# Limestone Networks Now Accepting Payments Via Bitcoin



## LimestoneNetworks (Nov 7, 2014)

*Limestone Networks*, a leading IaaS provider of on-demand, cloud, dedicated and enterprise hosting services, announces that they are now accepting _Bitcoin_ transactions.

Dallas, Texas. November 7, 2014.

Limestone Networks, leaders in dedicated and cloud hosting, have begun accepting _Bitcoin_ payments for their services. “The inclusion of _Bitcoin_ as a method of payment expands our reach beyond the regional limitations of PayPal,” said Matt West, Director of Sales. “Our global clientele now have more alternatives.”

_Bitcoin_ uses peer-to-peer technology to operate with no central authority or banks; managing transactions and the issuing of bitcoins is carried out collectively by the network. _Bitcoin_ is open-source; its design is public, nobody owns or controls _Bitcoin_ and everyone can take part.
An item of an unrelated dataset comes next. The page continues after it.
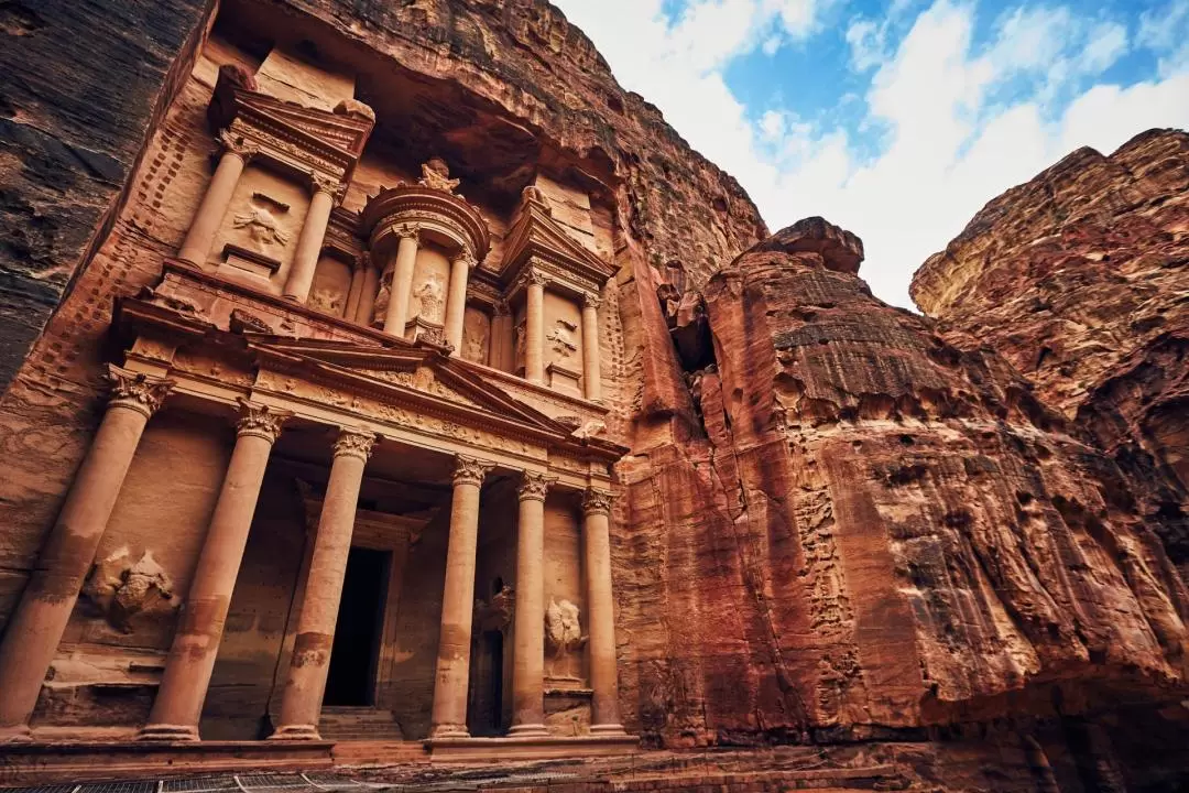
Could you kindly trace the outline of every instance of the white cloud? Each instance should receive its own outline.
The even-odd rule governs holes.
[[[793,7],[800,4],[696,0],[671,25],[659,0],[555,1],[627,87],[740,180],[773,229],[819,214],[854,231],[867,247],[863,277],[900,306],[911,306],[908,282],[925,258],[1008,187],[1077,146],[1109,152],[1151,126],[1189,126],[1189,54],[1172,65],[1184,38],[1155,23],[1146,34],[1140,26],[1135,43],[1162,48],[1159,77],[1086,88],[1127,52],[1118,23],[1061,6],[1012,11],[993,25],[993,40],[976,46],[973,5],[935,0],[913,19],[900,0],[904,24],[856,19],[847,29],[854,68],[874,69],[856,132],[885,131],[881,151],[861,158],[845,131],[816,128],[793,108],[749,112],[722,76],[732,57],[770,37],[773,24],[788,37],[812,30],[822,2],[805,17]],[[1189,20],[1189,0],[1174,4]],[[740,14],[732,23],[722,17],[728,6]],[[1032,86],[1025,95],[1021,78]],[[1002,86],[1013,90],[996,90]],[[1053,103],[1056,95],[1068,106]]]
Both current and future clients can take advantage of this method of payment immediately.

*About Limestone Networks*

Limestone Networks is a leading IaaS provider of on-demand cloud, dedicated and enterprise hosting services. LSN has an advanced data center which includes multi-layered security, N+1 and 2N redundancy and premium bandwidth carriers. Limestone Networks features an industry-leading reseller program, robust client management portal and end-user panel, with 24/7 passionate support.

For more information concerning Bitcoin, contact an Account Specialist at [email protected]

*Simple. Solid. Superior.*

###


----------



## Francisco (Nov 8, 2014)

Did you go with bitpay?

Do you have plans for some DOGE love or is it too much of novelty to accept?

Francisco


----------



## LimestoneNetworks (Nov 10, 2014)

Yes, we are using bitpay. We will keep an eye on the popularity of DOGE for consideration in the future.

 

It takes considerable effort to develop additional payment gateways and accurately account for all the funds when the number of gateways grow. However, if the popularity soars and it becomes advantageous, we will take the time.


----------